Despite this strange anomaly and other cues that might ostensibly indicate one, most critics have rejected biographic readings of Paradise Lost.

Paradise Lost was followed in 1671 by the publishing of Paradise Regained and the tragedy Sampson Agonistes, both of which are universally recognised as being both less interesting and less good than Paradise Lost.

Death and legacy

Milton died on 8 November 1674, at the age of 66. He left his daughters, whom he loved very dearly, absolutely nothing.

In the centuries following Milton's death, the author's life, work, and political beliefs were the subject of much scrutiny and criticism. Milton's contemporary John Dryden was at first an early enthusiast and supporter of the poet and many of his positions, but turned coat and threw his lot in with the Restoration Monarchy, married a Royalist, wrote dozens of works praising the new Monarchy, and was eventually rewarded for his up-sucking by being named Poet Laureate in 1668. Radical biographer John Toland was rather sympathetic toward Milton in writing his biography, but only because Toland, like Milton, was considered a political and religious radical, and was generally regarded by his contemporaries as an “ideotic crasy perƒon.” Noted man of letters and Tourette syndrome sufferer Samuel Johnson had decidedly mixed feelings about Milton: Johnson disliked Milton's highly allusive and intentionally anachronistic style but raved about Paradise Lost; disagreed with Milton's politics and religious beliefs but conceded his far-reaching importance; and considered Milton's use of blank verse unpoetic but included Milton in his renowned Live of Poets series.[5]

Milton's greatest admirers have proven to be the poets of the Romantic period, who admired Milton's “sublime” subject matter. Painter-Poet William Blake liked Milton so much that he produced several unique watercolour illustrations to accompany the epic poem, despite demonstrating time and time again he had little to no idea of what Milton was actually saying.

Today, Milton is best known for writing Paradise Lost, and for being the boring poet English undergrads are forced to study in addition to William Shakespeare and the guy who wrote the Canterbury Tales.
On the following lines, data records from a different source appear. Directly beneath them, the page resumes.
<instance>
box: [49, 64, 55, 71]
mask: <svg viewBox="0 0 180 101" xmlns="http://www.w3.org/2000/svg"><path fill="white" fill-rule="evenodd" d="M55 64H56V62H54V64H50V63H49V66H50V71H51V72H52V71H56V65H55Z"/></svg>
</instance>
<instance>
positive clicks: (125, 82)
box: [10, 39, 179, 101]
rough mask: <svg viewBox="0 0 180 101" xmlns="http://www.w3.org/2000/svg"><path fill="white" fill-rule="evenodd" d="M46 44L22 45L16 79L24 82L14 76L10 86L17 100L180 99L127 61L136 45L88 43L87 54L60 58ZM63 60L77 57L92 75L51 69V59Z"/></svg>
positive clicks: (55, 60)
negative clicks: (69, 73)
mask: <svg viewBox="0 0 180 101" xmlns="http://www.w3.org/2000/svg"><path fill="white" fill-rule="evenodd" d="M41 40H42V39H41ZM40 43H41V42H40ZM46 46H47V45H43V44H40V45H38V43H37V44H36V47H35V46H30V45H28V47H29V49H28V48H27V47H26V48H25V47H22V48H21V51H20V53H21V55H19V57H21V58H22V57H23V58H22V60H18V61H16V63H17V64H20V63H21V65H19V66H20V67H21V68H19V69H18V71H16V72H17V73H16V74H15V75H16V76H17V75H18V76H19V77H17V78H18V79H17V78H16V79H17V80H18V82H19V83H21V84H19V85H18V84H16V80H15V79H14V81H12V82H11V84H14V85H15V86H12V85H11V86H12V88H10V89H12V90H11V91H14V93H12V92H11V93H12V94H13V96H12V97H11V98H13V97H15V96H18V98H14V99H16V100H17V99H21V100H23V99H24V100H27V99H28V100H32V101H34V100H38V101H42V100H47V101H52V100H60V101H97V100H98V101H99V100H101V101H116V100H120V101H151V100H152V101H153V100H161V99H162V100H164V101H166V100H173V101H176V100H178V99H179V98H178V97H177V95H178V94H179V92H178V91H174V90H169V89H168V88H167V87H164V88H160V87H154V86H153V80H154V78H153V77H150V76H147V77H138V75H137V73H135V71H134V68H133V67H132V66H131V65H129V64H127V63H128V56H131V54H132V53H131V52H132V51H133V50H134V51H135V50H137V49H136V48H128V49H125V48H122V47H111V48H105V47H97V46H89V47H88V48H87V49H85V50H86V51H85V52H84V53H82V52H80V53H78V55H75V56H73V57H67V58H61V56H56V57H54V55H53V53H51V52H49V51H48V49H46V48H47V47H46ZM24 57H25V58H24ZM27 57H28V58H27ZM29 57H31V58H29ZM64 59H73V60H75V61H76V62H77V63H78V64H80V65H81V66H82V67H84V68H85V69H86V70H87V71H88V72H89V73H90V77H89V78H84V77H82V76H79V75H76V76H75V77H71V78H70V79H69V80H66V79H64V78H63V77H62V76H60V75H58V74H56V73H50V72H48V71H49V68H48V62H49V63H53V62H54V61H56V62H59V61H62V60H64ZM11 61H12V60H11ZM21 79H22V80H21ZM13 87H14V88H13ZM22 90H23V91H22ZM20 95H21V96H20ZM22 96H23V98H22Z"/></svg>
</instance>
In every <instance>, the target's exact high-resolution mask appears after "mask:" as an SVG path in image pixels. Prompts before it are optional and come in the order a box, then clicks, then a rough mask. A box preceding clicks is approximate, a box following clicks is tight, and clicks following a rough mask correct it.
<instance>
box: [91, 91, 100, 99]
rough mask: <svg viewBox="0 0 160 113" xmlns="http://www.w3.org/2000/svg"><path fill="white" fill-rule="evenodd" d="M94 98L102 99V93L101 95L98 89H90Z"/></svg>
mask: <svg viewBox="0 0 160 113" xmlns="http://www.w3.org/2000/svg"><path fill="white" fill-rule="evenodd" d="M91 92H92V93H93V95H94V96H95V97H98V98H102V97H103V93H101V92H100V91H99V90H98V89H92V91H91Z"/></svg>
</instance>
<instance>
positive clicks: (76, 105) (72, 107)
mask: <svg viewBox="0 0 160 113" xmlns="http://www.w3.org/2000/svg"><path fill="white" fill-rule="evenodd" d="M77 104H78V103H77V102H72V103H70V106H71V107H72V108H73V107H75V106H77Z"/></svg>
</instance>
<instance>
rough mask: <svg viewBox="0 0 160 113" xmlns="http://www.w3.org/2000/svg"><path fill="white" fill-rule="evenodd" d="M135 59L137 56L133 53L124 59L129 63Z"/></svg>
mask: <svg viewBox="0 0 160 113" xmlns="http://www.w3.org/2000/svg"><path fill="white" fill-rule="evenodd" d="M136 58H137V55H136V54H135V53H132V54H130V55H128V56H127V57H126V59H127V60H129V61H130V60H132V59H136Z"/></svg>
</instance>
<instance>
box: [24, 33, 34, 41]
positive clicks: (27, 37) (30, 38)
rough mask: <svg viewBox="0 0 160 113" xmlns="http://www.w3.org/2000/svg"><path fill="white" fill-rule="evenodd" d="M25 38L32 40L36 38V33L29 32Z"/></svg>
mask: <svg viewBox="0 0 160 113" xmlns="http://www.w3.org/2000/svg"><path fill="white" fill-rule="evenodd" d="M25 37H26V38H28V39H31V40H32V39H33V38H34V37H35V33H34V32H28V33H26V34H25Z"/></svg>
  1. This quote is dated to 1623, when Milton was at the tender age of 15.
  2. Cambridge at this time was an all-boys’ school. Because of this, Milton’s feminine nature led to many attempted date rapes.
  3. The ‘y’ affixed to the beginning of the word ‘writing’ is a Middle English construction, typically used in the past tense, here used by Milton to blah blah blah blah blah.
  4. Other notable poems from roughly this period include the pragmatically titled “On Shakespeare,” about Shakespeare, the provocatively titled “On Time,” about time, and the reverently titled “On the Morning of Christ’s Nativity,” about the morning of Christ’s nativity.
  5. Of course, it is well known that Samuel Johnson usually had no idea what he was talking about.